Mr. Albatross’s grin decreased to a tight smile. “Why should I do that?”
“Because I have something for
sale that you want.”
“What’s that?”
“These.” I pulled Señora Reyes’ panties from my pocket.
“Put those away, you idiot.” He moved in front of me so that the panties were not visible to the rest of the room. “Give them to me!”
“Oh no, Alvin. Not ’til I get paid.” I pushed the flimsy evidence back into my pocket.
“We’ll discuss this later, you little snot.” He pulled back his jacket, far enough to reveal a gun in a holster below his left armpit. “Now, get those out of here.” He gestured at my pocket.
He’s going to kill me, I thought. But my mind was marching to the Margaux and it turned to the question, How much money should I demand?

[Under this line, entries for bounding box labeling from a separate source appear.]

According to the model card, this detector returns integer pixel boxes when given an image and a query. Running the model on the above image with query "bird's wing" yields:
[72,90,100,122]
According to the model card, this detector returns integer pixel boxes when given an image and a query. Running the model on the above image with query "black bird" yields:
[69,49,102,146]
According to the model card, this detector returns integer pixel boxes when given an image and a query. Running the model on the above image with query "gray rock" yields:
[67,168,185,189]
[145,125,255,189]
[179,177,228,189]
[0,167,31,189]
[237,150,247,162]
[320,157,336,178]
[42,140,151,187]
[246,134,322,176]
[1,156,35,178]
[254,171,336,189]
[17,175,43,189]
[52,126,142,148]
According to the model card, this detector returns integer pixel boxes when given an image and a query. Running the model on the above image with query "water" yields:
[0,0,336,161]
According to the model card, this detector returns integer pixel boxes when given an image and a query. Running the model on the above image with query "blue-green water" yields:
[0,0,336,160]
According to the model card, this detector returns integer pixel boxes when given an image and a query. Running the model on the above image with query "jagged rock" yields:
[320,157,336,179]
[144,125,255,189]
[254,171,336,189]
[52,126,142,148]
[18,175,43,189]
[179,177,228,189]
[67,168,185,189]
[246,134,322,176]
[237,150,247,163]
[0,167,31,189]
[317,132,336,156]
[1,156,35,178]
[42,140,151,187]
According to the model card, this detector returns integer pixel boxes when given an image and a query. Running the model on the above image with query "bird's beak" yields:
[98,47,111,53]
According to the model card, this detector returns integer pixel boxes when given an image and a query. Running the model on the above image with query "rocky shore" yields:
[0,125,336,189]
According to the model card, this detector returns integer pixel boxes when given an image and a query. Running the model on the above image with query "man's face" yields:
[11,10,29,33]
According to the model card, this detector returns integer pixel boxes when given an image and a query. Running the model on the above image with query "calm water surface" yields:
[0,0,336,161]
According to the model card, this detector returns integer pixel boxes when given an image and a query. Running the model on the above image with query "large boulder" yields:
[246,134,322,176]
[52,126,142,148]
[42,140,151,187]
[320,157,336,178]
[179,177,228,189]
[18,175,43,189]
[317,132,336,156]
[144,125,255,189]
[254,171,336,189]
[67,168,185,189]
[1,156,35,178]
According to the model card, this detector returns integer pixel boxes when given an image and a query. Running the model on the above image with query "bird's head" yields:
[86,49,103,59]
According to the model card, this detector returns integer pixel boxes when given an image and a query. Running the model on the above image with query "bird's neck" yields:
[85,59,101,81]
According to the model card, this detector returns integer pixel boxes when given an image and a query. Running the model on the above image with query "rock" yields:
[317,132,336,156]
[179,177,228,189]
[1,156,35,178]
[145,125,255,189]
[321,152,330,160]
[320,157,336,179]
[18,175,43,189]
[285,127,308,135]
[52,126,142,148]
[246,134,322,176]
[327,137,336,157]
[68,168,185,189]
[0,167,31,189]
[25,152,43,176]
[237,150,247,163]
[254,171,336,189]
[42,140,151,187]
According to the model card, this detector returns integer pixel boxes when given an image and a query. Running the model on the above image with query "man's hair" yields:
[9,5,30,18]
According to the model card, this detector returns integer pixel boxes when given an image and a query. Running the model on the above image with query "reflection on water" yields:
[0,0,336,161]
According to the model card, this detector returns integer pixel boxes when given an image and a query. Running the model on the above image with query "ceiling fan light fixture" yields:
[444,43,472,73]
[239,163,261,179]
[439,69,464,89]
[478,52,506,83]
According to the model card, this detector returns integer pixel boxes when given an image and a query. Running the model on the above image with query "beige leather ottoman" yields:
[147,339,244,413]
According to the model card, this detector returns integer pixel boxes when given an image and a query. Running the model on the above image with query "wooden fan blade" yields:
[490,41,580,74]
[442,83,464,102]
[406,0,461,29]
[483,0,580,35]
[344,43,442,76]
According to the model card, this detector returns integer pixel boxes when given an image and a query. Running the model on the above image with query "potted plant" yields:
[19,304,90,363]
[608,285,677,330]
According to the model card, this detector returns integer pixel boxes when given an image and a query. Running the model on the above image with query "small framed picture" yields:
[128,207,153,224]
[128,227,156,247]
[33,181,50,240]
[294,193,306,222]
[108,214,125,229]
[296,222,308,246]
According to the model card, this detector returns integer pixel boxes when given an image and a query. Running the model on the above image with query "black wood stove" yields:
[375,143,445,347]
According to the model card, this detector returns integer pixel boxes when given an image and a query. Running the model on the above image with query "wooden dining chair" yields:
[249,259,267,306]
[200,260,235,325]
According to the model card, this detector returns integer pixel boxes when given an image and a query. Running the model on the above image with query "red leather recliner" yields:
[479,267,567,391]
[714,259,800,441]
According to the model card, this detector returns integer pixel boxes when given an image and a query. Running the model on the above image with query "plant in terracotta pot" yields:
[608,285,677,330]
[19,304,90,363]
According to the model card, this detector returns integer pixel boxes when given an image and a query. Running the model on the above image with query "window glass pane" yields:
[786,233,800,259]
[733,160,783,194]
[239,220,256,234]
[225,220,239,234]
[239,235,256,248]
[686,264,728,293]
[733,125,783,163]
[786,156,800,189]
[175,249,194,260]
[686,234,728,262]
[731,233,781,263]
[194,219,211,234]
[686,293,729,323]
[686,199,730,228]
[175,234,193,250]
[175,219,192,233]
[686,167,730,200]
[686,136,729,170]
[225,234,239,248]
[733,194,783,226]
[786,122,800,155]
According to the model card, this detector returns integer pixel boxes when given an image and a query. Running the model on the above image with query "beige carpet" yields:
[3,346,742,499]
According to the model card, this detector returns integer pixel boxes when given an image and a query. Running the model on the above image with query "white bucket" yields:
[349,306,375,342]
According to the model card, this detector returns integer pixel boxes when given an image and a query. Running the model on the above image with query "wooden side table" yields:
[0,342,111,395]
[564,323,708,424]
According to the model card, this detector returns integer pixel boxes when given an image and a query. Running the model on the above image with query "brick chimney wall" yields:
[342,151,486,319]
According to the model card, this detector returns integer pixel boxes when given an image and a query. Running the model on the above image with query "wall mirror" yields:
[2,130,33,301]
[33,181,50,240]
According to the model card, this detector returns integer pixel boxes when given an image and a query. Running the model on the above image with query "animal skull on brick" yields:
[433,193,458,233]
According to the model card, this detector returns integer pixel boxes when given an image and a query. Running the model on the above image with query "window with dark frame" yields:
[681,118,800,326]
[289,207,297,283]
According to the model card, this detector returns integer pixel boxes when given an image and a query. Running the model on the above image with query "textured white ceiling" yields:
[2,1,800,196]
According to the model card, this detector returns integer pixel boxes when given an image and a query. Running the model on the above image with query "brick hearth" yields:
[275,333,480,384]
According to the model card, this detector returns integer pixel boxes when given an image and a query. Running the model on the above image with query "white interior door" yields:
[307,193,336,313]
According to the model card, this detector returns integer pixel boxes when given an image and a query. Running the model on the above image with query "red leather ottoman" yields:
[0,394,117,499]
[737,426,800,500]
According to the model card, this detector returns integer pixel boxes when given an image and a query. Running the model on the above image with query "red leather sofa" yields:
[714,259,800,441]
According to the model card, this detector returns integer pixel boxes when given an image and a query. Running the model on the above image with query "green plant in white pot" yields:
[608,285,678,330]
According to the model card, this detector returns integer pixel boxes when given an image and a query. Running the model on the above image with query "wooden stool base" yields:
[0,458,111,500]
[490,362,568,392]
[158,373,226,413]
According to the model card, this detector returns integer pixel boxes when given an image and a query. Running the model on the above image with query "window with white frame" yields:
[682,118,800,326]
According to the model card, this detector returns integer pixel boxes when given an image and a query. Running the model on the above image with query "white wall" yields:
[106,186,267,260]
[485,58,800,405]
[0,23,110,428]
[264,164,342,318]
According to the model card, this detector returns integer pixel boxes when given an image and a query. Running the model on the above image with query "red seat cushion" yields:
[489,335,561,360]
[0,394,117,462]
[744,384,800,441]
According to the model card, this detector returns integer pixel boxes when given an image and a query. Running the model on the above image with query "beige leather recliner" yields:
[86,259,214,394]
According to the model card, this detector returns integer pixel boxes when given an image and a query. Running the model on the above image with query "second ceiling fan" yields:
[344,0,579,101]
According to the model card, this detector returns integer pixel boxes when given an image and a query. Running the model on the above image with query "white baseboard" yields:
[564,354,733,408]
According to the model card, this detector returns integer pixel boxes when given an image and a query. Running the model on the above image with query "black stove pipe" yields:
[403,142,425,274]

Hours later, I was still pondering though some of the wine-effects had dissipated. The party was a success. After our conversation, Mr. Albatross had celebrated to the extent that he was snoring loudly on a sofa by the time guests started to leave. Mrs. Albatross asked me to stay to help get him up to the bedroom. I was about to flee when she clumped back from saying goodbye to the last guests.
I felt her breath on my neck and she reached around and grabbed that part of my anatomy that I had begun to fear was going to spend much of its life dependant on unemployment insurance. I knew immediately that she had drunk too much tequila — we were in plain view should Mr. Albatross choose to open his eyes. I remembered the gun and determined to resist. “Please don’t,” I whispered. “What if Mr. Albatross should wake up?”
Though her action had produced a near-instant reaction, I gritted my teeth and summoned my willpower. “I’m resolved to stand firm,” I said.
Her grip tightened. “Oh … you are!” she said. “And you are making a point.”
The point I was making seemed to encourage her. In seconds, I was completely exposed and quite beyond a rational response, not that I would have been able to control any response, rational or otherwise. My immediate future was in Mrs. Albatross’s hands.
Suddenly she let go, turned and bent over a table, simultaneously raising her dress so that I was afforded a view not only of the cathedral but of the surrounding landscape which rivalled the expanse of a small country.